Machine Bullshit: Characterizing the Emergent Disregard for Truth in Large Language Models
This addresses a systematic challenge in AI alignment for researchers and developers by characterizing truthfulness issues in LLMs, though it is incremental as it builds on prior work on hallucination and sycophancy.
The paper tackles the problem of emergent disregard for truth in large language models (LLMs) by proposing machine bullshit as a conceptual framework and introducing the Bullshit Index to quantify it, finding that reinforcement learning from human feedback (RLHF) significantly exacerbates bullshit and chain-of-thought prompting amplifies specific forms like empty rhetoric and paltering, with prevalent bullshit observed in political contexts.
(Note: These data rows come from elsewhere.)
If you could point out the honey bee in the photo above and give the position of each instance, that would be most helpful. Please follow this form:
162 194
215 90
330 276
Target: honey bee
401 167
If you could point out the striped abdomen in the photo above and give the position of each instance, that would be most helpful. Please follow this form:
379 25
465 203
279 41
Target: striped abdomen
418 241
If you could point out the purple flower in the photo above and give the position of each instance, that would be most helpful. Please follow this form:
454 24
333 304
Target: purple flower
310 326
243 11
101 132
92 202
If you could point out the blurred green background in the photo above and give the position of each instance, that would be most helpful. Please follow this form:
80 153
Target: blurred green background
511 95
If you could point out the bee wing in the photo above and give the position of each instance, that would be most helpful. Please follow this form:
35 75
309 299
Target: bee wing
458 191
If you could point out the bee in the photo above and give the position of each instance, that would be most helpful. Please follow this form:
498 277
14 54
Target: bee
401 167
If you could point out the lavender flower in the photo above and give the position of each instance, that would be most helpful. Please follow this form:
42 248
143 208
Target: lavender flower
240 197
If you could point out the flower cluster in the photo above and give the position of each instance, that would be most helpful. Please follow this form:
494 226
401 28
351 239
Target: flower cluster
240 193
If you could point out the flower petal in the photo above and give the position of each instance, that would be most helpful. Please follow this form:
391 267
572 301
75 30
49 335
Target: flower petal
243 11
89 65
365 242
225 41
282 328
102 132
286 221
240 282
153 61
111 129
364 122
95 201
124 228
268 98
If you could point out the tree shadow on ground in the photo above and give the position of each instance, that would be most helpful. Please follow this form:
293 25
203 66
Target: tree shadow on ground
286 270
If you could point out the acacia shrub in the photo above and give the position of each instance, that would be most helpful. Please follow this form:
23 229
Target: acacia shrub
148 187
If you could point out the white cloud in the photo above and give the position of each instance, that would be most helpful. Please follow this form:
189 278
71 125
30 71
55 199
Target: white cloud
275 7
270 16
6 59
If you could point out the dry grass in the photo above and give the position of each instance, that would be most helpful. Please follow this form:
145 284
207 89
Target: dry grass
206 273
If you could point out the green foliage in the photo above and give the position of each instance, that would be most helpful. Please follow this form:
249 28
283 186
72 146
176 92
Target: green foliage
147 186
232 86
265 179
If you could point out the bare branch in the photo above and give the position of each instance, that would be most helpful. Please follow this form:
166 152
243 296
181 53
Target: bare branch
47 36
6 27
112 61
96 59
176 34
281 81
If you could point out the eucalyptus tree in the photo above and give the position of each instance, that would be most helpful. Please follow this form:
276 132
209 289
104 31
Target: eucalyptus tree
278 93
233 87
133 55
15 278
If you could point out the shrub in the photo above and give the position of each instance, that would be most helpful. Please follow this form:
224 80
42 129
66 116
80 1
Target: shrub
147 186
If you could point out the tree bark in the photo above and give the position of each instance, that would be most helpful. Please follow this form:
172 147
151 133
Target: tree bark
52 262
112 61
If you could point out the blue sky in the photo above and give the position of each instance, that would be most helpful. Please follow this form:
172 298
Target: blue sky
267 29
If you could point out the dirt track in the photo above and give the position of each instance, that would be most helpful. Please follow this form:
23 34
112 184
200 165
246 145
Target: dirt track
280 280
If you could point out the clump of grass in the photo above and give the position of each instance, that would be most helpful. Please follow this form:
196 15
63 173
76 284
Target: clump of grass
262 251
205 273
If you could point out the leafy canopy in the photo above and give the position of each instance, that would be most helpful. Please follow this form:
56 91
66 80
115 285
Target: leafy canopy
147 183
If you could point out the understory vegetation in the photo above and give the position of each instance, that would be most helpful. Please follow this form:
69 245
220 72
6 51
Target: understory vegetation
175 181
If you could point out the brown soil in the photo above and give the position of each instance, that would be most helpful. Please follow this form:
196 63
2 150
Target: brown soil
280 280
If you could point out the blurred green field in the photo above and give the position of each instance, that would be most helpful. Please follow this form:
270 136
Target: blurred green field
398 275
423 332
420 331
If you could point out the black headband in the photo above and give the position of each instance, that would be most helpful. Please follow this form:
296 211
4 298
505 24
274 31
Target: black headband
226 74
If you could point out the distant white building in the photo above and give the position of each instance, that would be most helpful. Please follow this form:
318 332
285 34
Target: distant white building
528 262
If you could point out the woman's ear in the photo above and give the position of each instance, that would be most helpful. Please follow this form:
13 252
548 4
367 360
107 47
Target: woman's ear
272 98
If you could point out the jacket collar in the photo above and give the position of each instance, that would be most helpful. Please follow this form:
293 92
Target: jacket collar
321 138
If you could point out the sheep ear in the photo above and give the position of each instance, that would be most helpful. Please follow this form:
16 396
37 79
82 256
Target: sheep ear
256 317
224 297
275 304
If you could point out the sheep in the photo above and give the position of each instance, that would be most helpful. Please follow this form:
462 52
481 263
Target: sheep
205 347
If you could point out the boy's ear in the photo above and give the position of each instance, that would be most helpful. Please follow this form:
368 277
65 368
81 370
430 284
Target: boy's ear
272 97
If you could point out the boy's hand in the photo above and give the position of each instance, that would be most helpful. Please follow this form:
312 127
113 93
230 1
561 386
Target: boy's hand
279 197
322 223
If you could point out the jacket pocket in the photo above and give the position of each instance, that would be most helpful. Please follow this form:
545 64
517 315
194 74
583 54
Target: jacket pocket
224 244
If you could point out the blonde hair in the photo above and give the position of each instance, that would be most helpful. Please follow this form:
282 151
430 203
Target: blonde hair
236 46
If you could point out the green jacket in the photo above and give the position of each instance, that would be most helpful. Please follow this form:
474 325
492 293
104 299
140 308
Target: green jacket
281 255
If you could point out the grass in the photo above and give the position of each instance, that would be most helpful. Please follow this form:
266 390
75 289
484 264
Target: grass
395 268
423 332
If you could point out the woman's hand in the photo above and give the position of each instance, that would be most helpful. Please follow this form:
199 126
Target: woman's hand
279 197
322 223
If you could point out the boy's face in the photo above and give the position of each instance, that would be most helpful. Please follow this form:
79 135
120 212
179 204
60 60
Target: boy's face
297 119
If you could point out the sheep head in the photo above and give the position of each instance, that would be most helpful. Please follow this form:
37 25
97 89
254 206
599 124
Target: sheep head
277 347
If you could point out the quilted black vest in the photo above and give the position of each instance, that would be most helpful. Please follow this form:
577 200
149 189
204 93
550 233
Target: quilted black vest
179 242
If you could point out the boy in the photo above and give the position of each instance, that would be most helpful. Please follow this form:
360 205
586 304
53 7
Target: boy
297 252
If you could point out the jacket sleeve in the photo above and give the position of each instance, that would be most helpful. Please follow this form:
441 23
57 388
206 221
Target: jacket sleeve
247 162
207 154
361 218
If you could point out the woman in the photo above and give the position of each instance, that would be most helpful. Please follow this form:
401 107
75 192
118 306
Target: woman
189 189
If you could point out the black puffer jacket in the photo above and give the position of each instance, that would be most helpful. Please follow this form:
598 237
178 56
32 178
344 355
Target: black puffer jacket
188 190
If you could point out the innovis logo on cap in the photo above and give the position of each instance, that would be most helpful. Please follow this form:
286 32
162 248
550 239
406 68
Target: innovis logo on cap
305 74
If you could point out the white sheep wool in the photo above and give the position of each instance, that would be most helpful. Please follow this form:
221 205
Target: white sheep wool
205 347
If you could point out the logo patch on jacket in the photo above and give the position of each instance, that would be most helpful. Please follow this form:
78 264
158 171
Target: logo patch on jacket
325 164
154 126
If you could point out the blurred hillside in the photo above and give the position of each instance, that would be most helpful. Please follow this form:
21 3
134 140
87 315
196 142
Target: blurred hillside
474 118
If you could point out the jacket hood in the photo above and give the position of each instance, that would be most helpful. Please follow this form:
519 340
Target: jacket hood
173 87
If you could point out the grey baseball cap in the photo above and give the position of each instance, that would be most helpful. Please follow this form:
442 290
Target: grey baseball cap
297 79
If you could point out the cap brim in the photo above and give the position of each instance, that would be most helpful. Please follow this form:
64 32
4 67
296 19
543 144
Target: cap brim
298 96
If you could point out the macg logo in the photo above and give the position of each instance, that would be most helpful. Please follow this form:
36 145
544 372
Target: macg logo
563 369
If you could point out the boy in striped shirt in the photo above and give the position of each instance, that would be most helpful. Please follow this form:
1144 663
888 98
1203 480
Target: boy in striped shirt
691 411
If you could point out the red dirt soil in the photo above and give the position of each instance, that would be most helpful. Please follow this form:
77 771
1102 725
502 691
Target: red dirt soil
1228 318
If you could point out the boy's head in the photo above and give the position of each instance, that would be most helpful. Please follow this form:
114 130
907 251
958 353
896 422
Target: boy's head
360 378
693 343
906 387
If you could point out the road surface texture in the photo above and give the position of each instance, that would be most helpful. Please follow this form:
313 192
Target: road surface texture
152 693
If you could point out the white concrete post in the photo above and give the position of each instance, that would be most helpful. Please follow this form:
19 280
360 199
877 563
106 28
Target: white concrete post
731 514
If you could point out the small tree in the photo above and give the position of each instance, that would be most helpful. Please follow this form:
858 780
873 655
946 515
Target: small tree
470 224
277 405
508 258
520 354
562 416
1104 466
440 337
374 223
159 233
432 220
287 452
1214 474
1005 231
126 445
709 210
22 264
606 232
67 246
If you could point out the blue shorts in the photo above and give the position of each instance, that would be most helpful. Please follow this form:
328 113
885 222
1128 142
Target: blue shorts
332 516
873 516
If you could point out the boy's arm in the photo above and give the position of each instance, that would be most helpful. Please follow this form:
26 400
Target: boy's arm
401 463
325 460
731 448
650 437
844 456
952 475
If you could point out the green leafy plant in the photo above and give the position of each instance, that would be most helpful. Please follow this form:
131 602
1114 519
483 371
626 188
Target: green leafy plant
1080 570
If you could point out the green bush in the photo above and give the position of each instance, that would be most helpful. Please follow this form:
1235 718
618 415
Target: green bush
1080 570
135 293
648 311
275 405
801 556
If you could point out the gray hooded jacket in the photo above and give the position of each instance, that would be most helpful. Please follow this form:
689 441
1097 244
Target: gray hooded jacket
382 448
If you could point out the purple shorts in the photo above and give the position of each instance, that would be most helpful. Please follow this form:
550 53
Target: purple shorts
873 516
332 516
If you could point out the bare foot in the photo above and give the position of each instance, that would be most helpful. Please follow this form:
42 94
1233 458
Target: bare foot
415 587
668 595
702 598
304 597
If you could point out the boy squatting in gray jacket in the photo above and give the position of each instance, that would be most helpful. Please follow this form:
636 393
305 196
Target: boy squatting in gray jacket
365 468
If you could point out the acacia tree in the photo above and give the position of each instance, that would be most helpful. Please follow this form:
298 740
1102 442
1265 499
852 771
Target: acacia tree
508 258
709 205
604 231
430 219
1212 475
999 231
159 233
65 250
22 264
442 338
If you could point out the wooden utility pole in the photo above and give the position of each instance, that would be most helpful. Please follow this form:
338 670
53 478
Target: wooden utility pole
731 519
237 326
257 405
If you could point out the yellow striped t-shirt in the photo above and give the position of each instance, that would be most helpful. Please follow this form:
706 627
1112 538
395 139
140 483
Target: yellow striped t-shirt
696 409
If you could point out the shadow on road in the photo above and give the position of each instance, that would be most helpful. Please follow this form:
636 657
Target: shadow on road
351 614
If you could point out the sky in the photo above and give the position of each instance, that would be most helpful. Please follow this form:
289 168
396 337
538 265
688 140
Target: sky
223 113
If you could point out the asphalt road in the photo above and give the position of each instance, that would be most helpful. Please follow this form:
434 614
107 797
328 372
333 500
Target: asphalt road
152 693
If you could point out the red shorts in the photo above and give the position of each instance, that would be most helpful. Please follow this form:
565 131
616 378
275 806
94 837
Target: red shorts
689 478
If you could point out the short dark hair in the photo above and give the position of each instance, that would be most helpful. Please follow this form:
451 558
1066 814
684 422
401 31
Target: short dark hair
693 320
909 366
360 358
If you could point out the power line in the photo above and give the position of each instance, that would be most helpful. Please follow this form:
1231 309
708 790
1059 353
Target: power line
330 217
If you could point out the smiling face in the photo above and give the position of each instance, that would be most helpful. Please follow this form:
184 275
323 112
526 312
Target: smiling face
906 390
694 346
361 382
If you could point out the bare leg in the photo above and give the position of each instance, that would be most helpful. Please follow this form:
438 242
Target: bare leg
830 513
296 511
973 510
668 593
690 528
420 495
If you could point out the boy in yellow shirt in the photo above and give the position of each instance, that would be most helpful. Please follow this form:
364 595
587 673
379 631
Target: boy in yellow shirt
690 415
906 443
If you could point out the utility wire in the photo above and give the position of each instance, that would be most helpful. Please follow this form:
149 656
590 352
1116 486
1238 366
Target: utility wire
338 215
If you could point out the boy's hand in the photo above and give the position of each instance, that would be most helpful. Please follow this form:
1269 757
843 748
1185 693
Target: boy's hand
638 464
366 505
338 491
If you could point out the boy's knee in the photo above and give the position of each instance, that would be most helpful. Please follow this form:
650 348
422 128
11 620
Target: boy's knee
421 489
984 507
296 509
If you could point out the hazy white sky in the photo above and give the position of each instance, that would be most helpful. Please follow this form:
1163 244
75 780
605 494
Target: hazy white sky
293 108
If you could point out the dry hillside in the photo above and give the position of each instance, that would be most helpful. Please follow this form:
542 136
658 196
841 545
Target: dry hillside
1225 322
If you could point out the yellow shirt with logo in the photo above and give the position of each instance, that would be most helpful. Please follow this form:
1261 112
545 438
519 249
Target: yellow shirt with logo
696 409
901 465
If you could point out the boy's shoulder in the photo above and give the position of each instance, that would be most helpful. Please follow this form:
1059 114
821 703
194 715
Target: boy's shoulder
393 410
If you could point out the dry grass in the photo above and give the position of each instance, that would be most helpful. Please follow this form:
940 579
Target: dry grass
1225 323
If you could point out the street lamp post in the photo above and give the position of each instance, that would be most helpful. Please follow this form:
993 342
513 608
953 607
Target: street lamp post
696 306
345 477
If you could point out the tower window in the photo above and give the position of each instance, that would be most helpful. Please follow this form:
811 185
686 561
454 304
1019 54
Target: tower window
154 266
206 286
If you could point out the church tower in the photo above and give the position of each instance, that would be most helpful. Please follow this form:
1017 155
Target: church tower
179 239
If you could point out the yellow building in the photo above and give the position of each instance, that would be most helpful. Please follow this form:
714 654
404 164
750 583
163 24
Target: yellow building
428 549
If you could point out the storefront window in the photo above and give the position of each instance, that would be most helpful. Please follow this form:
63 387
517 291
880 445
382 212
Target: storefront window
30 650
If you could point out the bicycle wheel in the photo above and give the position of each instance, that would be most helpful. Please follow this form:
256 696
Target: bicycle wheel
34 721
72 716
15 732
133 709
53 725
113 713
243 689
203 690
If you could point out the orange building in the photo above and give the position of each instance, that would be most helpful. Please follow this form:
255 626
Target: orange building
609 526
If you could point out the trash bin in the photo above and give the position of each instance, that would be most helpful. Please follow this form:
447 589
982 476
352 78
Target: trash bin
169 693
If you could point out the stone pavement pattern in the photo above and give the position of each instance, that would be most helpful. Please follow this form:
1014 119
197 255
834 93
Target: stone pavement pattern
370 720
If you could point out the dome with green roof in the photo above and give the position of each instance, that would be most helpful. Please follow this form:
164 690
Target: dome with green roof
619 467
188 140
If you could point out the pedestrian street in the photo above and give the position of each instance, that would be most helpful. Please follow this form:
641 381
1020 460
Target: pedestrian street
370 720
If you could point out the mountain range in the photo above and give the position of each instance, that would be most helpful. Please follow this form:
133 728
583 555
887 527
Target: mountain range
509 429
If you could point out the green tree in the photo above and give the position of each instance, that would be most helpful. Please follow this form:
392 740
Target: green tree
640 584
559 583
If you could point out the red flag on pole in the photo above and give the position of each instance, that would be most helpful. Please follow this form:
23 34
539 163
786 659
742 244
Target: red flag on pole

Bullshit, as conceptualized by philosopher Harry Frankfurt, refers to statements made without regard to their truth value. While previous work has explored large language model (LLM) hallucination and sycophancy, we propose machine bullshit as an overarching conceptual framework that can allow researchers to characterize the broader phenomenon of emergent loss of truthfulness in LLMs and shed light on its underlying mechanisms. We introduce the Bullshit Index, a novel metric quantifying LLMs' indifference to truth, and propose a complementary taxonomy analyzing four qualitative forms of bullshit: empty rhetoric, paltering, weasel words, and unverified claims. We conduct empirical evaluations on the Marketplace dataset, the Political Neutrality dataset, and our new BullshitEval benchmark (2,400 scenarios spanning 100 AI assistants) explicitly designed to evaluate machine bullshit. Our results demonstrate that model fine-tuning with reinforcement learning from human feedback (RLHF) significantly exacerbates bullshit and inference-time chain-of-thought (CoT) prompting notably amplify specific bullshit forms, particularly empty rhetoric and paltering. We also observe prevalent machine bullshit in political contexts, with weasel words as the dominant strategy. Our findings highlight systematic challenges in AI alignment and provide new insights toward more truthful LLM behavior.